While all eyes have been watching British Steel for announcements of closure or job cuts, the steel industry is hit with more bad news. The Liberty Steel group took over Tata’s former British Steel plants in South Yorkshire and Newport back in 2017, but announced on 9 January 2020 that more than 350 jobs would be lost due to “challenging market conditions“.
Liberty Steel operates the former specialist steel arm of Tata and has said that more than 280 jobs will be lost in South Yorkshire and 72 in the Newport area of South Wales.
Unions are in consultation with Liberty Steel in the hope of avoiding any compulsory redundancies.
Liberty Steel employs around 2,000 workers in South Yorkshire, and the losses will mainly be at its Stocksbridge plant where 250 redundancies are anticipated.

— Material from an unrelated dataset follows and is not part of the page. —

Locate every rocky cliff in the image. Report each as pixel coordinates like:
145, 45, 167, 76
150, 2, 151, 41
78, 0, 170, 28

In addition, there will be 17 jobs lost in Rotherham, 15 in Brinsworth, alongside the 72 losses at Newport.
Liberty Steel is just one aspect of the Liberty House Group, which was launched in 1992 by Sanjeev Gupta while studying at Cambridge University.
The acquisition of Liberty Speciality Steels took place on 1 May 2017, and Liberty has acquired a number of companies since that date.
These include Cape International a classic car parts specialist based in the West Midlands, a number of US businesses, and seven major steel and fire service centres previously owned by Arcelor Mittel.
The decision to cut UK jobs was a result of low production forecasts, and Cornelius Louwrens, the Chief Executive at Liberty Steel, commented:
“Liberty has taken enormous strides in improving the performance of the steel mills it has acquired over the last six years. We’ve re-started mothballed plants and demonstrated a commitment to invest in the UK. Unfortunately, the steel industry in the UK is facing challenging conditions and we have made the difficult decision that there is a need to reduce the workforce at a handful of locations, in order to make them sustainable for the long-term.”
It is understood the UK government is monitoring this situation; however, union leaders are gloomy about any acceptable resolution to the problem.